Lebih jauh Dr. Graham juga mengatakan bahwa cara kita menanggapi berita negatif juga dapat mempengaruhi suasana hati dan berpengaruh besar pada bagaimana kita menafsirkan dan berinteraksi dengan dunia di sekitar kita.setelah membaca hoaks kita akan cenderung lebih reaktif, merasa terancam dan berprasangka negatif.

Hoaks memang disadari berpengaruh negatif dalam kehidupan. Karenanya penyelenggara negara akhirnya meluncurkan Undang-undang untuk mengatasi hal ini. Kominfo.go.id memberitakan bagaimana hukuman yang akan berlaku pagi penyebar Hoaks. Penebar hoax akan dikenakan KUHP, Undang-Undang No.11 Tahun 2008 tentang Informasi dan Transaksi Elektronik (ITE), Undang-Undang No.40 Tahun 2008 tentang Penghapusan Diskriminasi Ras dan Etnis, serta tindakan ketika ujaran kebencian telah menyebabkan terjadinya konflik sosial.

Kepala Biro Penerangan Masyarakat Divisi Humas Polri Brigjen Rikwanto mengungkapkan, penebar hoax di dunia maya juga bisa dikenakan ujaran kebencian yang telah diatur dalam KUHP dan UU lain di luar KUHP. Ujaran kebencian ini meliputi penghinaan, pencemaran nama baik, penistaan, perbuatan tidak menenangkan, memprovokasi, menghasut, dan penyebaran berita bohong.

Undang-undang ini langsung menunjukan kekuatannya. Kasus yang baru saja heboh adalah tentang penangkapan Muslim Cyber Army (MCA). Tempo.co memberitakan Direktorat Tindak Pidana Siber Polri bersama Direktorat Keamanan Khusus BIK menangkap empat anggota kelompok inti Family MCA yang tergabung dalam grup aplikasi Whatsapp bernama The Family MCA pada akhir Februari lalu. Mereka ditangkap lantaran diduga kerap menyebarkan ujaran kebencian dan hoaks, seperti isu kebangkitan PKI, penculikan ulama, dan penyerangan terhadap nama baik presiden, pemerintah, serta tokoh-tokoh tertentu.

Kita harus jujur kalau UU yang hadir untuk mencegah penyebaran hoaks menerbitkan harapan baru untuk kita. Fakta bahwa hoaks mendominasi konten-konten media sosial memang memprihatinkan. 
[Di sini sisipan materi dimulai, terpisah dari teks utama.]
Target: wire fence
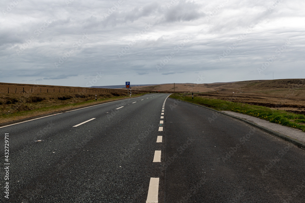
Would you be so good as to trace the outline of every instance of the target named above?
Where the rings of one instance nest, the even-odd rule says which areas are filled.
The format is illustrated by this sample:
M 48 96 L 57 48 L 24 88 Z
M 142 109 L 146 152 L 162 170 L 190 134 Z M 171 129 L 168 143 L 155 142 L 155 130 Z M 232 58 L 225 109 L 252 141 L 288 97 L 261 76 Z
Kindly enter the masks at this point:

Dari jutaan informasi yang beredar, lebih dari setengahnya adalah berita yang tidak benar. Namun tidak hanya tindakan preventif. Kita harus terima kalau banjir informasi selalu datang dan melanda kehidupan yang memang tenggelam dengan konten-konten media sosial. Apa yang terjadi jika hoaks itu sudah tumbuh dalam masyarakat? Sebenarnya apa yang menyebabkan sebuah berita bohong berhasil? Bagaimana sikap kita dalam berhadapan dengan berita atau informasi yang ada?                                           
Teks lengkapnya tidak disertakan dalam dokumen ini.